‘Rotten corporate culture’.
‘A relentless dash for cash’.
‘Recklessness, hubris and greed’.
Just three of the phrases (and by no means the most scathing) used by the Parliamentary Business Committee in their report about the demise of Carillion, the UK construction and facilities giant that went into liquidation in January.
There’s no doubt who the MPs regard as the villains of the piece. Carillion’s former directors make an easy target: unlikeable, unrepentant – and relatively unscathed by the catastrophic collapse that cost thousands of employees and suppliers their jobs and livelihoods.
But let’s pause for a moment and imagine that they weren’t such pantomime villains.
Let’s imagine they were trying to run a complex public business in a difficult market, with pressure from investors to deliver growth, at the same time their margins were being relentlessly squeezed.
That is, after all, what happens in most PLC boardrooms every day (especially in tricky markets like construction and retail).
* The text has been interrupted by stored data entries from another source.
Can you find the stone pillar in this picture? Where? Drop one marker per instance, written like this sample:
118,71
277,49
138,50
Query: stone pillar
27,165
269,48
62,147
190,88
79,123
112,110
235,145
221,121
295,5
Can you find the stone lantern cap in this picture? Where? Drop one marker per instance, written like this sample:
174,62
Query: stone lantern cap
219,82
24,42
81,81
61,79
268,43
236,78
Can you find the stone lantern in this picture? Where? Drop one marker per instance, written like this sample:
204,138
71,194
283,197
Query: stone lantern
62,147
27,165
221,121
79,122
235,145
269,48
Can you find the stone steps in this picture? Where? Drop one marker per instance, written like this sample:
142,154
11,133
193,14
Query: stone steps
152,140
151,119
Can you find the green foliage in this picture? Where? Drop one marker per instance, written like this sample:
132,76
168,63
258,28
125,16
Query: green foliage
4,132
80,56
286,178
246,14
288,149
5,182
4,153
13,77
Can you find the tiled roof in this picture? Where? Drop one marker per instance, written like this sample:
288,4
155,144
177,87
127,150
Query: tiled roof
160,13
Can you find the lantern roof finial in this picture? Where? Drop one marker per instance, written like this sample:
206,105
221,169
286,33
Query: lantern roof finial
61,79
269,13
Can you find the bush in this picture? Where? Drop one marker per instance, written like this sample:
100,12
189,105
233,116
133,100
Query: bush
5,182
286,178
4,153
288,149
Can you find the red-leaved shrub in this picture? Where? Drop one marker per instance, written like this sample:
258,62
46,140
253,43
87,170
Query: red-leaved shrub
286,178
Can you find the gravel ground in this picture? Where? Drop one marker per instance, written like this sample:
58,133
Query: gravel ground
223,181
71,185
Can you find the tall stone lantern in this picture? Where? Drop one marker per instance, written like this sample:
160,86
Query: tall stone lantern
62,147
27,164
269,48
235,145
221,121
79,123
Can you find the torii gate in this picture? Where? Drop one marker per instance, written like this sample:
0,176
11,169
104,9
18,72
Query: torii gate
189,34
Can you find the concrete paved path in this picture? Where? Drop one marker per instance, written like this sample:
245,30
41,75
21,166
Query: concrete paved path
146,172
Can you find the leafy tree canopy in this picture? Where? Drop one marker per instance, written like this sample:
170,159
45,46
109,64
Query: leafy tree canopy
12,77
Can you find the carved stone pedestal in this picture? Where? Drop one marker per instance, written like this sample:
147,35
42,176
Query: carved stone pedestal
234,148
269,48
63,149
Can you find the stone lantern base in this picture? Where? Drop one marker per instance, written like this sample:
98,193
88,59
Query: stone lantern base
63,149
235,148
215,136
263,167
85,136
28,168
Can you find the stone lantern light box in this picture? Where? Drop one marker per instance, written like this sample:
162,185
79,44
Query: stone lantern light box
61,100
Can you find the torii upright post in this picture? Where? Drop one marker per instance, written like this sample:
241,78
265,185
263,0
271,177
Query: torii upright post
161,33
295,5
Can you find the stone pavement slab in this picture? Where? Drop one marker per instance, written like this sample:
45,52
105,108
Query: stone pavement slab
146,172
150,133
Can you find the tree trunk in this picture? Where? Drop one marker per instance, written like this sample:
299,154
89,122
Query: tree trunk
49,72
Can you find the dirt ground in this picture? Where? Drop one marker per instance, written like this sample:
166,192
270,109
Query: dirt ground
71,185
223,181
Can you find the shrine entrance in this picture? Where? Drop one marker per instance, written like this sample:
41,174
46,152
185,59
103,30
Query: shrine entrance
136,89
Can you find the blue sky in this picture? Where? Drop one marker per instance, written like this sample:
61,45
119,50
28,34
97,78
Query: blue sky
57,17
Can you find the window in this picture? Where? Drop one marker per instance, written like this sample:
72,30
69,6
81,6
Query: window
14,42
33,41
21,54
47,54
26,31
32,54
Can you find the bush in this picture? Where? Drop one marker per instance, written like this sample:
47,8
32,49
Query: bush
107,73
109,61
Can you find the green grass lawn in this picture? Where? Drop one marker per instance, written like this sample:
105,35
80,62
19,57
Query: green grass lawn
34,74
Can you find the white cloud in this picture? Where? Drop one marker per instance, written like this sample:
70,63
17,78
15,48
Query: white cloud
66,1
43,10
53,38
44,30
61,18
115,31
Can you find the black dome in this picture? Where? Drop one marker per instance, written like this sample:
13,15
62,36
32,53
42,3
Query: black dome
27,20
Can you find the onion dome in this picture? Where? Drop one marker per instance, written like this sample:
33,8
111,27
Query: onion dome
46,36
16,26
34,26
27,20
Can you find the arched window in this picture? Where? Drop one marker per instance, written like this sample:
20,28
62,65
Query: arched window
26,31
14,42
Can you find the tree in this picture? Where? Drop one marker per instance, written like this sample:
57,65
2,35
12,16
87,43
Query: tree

Senior executives under pressure have to make difficult decisions.
Very often, those decisions boil down to a choice between ‘what’s best for the business in the long term’ and ‘what will help us hit our targets for the quarter’.
Given that there’s likely to be a lot more scrutiny of their short-term results (and that most of their bonus is likely to be pegged to them), should we really be surprised that the balance doesn’t very often come down in favour of what’s best for the business in the long term?
In my experience, this is invariably what’s at the heart of a ‘rotten culture’.
Carillion’s collapse is not a story of a few bad executives making rogue decisions in their own best interests. It’s a story of what’s wrong with a depressingly large number of public corporations.
They’re so busy focusing on the six to twelve months in front of them that they never lift their heads up to look further ahead.
Which means they never see the cliff edge they’re about to fall off.
During the several years that Carillion was building up the £7bn in liabilities that eventually pushed it over that cliff, it never once stopped paying out handsome dividends to its investors.
The board could have used those dividend payments to reduce the debt, or streamline the business, or balance the pension fund. But they probably would have been fired for doing that. Instead, they did what the investors wanted them to do and they got a big, fat bonus for it.
Which leaves me wondering who the real villains are here.
The executives who prioritise short-term targets over long-term sustainability?
Or the investors who reward them for doing it?